Some Questions Posed by Declining Audit Rates and Audit Campaigns

By on July 8, 2016

The IRS is spending increasingly less time auditing large companies. This is a good thing, right?  But wait, the IRS is starting to launch audit campaigns. And some large taxpayers are still being audited even if they are not caught up in a campaign. What could be some of the consequences of these dynamics?

A recent report confirmed that IRS audits of large companies have fallen steeply in recent years. The report conducted by TRAC (Syracuse University’s Transactional Records Access Clearinghouse) (available here) analyzed IRS audit history of large companies from 2010 through 2015.  The study found the IRS spent 34 percent less time on average auditing companies with $250 million or more in assets (Big Corps) in 2015 than it did in 2010.  Audits of the largest companies are declining even more sharply: the IRS spent 47 percent less time auditing companies with assets of $20 billion or more (Giant Corps). Further, the total number of large businesses audited by the IRS’s LB&I (Large Business & International) Division in 2016 is 22 percent lower than it was last year during this time period.

Large taxpayers may take a deep breath once their continuous audit cycle becomes less continuous or stops altogether. This is understandable. But if you are a taxpayer that is audited, a number of important questions immediately come to mind:

  • Will we have good rapport with a new IRS audit team? We spent years building our relationship with the previous IRS team—has all that very important work gone out the window?
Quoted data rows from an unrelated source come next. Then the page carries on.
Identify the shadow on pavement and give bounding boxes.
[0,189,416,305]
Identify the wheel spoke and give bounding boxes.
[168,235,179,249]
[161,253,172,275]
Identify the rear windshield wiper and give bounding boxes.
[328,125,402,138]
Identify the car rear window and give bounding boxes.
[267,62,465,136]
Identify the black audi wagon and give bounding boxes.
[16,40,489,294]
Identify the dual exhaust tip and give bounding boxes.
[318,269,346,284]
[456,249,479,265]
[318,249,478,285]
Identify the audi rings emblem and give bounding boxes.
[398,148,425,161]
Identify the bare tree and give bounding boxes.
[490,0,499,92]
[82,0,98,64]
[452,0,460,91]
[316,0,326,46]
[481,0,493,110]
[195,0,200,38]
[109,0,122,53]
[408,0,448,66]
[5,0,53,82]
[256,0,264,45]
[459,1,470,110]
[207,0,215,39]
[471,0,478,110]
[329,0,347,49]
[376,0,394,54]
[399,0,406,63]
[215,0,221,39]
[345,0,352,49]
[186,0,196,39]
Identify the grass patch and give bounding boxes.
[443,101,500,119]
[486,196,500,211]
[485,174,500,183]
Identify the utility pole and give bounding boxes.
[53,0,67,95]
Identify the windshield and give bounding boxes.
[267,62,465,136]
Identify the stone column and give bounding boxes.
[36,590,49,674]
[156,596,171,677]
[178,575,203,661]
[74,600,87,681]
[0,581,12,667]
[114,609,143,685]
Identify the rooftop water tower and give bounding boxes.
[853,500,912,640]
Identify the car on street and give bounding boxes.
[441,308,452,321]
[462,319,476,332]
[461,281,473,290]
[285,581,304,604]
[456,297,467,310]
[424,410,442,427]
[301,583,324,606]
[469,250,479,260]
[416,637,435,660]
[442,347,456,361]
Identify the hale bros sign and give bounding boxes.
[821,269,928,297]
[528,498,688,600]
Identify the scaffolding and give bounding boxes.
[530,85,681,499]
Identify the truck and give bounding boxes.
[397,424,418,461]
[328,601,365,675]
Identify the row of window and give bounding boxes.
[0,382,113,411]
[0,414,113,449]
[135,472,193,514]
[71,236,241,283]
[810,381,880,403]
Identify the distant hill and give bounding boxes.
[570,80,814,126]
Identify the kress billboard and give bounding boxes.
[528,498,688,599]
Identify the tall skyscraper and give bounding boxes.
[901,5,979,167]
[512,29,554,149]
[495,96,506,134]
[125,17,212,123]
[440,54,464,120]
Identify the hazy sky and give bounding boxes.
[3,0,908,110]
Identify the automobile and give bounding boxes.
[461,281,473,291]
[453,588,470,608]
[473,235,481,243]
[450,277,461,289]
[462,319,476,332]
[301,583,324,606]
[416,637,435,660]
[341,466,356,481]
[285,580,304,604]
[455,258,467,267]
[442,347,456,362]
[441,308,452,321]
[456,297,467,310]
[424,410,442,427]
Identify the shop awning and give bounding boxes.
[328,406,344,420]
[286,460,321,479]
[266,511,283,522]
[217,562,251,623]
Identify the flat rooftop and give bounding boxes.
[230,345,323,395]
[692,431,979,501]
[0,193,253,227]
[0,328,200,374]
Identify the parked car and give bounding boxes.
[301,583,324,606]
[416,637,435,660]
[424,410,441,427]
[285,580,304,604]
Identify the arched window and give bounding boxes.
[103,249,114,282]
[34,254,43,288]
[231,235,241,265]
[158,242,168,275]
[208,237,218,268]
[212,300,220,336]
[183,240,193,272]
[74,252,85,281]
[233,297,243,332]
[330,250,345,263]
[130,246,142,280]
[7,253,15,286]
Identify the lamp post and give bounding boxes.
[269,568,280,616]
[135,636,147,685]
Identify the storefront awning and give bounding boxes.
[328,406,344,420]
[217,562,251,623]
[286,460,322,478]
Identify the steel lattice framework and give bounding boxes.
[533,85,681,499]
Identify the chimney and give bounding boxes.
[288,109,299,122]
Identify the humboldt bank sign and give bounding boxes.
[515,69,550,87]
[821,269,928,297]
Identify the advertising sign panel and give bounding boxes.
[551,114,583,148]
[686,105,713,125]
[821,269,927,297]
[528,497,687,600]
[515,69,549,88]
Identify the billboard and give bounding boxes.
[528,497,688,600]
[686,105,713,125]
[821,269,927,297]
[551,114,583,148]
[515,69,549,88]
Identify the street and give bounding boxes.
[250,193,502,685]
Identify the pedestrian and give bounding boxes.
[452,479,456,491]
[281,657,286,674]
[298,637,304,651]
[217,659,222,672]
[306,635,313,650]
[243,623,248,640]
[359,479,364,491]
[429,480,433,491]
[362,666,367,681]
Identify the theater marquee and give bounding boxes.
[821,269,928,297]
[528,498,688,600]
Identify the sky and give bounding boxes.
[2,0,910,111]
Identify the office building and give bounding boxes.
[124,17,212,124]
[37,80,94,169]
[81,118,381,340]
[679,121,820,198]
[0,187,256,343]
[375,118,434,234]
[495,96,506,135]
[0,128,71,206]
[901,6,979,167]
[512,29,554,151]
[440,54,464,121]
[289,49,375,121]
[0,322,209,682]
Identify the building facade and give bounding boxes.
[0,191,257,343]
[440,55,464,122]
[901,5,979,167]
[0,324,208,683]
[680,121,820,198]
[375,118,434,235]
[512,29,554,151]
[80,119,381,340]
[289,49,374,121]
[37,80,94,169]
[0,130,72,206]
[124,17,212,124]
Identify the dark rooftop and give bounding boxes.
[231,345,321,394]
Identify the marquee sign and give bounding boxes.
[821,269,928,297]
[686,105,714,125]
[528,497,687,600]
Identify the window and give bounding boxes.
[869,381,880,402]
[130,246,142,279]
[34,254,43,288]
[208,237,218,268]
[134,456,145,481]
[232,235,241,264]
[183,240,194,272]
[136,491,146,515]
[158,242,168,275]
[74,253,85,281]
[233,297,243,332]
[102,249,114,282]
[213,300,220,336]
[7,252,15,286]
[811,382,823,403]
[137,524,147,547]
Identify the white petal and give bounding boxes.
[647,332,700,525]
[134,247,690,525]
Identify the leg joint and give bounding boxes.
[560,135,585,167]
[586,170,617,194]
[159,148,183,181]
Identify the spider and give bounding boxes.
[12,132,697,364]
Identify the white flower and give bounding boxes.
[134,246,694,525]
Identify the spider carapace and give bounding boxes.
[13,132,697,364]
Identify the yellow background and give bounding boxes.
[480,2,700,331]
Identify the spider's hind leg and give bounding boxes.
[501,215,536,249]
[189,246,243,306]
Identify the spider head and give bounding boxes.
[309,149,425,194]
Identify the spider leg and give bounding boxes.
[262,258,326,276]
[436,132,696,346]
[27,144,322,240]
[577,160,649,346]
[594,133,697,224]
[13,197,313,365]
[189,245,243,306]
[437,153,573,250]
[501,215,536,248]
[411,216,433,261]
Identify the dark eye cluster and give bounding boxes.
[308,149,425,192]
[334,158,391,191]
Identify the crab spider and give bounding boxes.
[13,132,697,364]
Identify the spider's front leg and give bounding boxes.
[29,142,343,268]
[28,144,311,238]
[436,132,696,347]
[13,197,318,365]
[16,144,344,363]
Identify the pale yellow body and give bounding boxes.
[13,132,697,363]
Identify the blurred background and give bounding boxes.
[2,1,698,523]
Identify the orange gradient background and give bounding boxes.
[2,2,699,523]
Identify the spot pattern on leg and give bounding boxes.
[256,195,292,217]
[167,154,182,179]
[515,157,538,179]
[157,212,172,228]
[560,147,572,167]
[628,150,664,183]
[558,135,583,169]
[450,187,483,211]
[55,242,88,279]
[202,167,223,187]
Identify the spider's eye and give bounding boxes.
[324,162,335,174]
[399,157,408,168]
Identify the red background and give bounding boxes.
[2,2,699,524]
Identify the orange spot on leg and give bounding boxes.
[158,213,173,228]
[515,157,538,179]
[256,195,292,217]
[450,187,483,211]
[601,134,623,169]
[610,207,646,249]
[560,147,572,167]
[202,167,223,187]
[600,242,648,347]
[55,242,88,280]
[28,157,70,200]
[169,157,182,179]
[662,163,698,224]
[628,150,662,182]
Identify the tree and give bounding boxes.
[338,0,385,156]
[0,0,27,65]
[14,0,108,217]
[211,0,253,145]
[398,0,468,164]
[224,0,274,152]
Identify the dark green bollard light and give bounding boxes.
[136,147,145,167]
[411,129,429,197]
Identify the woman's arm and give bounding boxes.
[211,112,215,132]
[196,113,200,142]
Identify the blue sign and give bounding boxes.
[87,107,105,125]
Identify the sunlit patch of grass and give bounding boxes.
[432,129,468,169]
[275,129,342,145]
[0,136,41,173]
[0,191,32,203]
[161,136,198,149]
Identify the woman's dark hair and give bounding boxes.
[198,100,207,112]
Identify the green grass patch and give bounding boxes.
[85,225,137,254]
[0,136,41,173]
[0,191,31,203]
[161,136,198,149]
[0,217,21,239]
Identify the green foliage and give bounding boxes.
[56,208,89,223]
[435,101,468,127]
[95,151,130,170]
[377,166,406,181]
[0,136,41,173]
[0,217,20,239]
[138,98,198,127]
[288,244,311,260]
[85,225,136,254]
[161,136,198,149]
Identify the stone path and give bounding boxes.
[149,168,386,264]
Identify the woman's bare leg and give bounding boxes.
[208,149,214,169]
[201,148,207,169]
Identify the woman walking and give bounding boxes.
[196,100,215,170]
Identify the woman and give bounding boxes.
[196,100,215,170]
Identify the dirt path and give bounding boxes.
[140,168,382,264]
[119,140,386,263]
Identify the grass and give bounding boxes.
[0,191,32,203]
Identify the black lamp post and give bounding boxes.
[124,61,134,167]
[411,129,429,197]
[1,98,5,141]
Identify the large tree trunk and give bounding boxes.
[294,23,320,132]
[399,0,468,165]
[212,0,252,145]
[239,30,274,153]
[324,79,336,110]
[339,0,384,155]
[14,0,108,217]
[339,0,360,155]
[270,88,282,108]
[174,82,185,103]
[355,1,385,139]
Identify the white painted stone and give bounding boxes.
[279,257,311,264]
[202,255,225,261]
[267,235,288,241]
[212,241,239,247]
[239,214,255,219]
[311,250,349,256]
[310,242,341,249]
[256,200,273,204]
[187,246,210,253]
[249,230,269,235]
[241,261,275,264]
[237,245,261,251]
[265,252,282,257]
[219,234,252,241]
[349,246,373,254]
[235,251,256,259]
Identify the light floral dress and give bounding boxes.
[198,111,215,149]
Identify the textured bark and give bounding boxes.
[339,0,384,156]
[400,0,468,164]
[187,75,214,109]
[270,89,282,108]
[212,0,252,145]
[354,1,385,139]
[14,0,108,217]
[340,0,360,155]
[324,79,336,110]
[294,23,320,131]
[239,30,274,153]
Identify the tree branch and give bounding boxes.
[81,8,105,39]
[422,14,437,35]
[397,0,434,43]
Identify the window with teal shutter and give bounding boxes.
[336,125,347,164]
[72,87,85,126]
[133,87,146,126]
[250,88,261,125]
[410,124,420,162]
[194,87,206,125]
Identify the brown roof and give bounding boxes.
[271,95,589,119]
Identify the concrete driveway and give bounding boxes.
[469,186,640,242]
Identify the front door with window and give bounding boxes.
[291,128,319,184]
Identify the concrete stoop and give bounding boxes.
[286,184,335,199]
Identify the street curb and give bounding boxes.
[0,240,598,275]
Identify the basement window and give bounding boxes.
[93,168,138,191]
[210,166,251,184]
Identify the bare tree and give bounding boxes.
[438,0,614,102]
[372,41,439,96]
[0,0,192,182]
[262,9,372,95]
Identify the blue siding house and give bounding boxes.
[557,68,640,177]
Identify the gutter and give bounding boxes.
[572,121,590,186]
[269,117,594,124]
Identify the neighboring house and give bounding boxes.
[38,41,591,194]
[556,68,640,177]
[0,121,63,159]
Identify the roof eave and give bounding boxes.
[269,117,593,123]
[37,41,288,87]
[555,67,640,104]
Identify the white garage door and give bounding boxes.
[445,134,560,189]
Will I have the time to build rapport with the new IRS team, or will they be under such time pressure to audit discrete issues that we will have little opportunity to interact with the team and shape the audit plan?
  • Will the IRS team arrive with a preconceived idea of the “proper outcome”? Will information document requests (IDRs) be standardized? Will we be able to effectively negotiate the scope of IDRs? Or will the IRS team simply be fact-gatherers for a more centralized committee that makes decisions?
  • Will we be able to meet with actual decision makers? Or will the decision makers be a committee in the background that we never truly get to engage in a meaningful discussion? Will centralized decision makers take into account the specifics of our situation, or will we be “lumped in” with other taxpayers?
  • Will the IRS issue “fighting regulations” in an attempt to chill legitimate transactions? Will IRS audit teams attempt to apply these fighting regulations to transactions that predate the effective date of the new regulations? After all, doesn’t the IRS often contend that the new regulations are not really a change and simply reflect existing law?
  • Will fewer audits mean bigger adjustments? What institutional pressure is IRS Exam under to propose very large adjustments? What about penalties?
  • Will IRS Appeals exercise true independence and concede improper adjustments? Or will IRS Appeals simply “split the baby” based on inflated numbers? Will this combination of factors result in more high-dollar tax cases going to court?
  • Were continuous audits really a bad thing?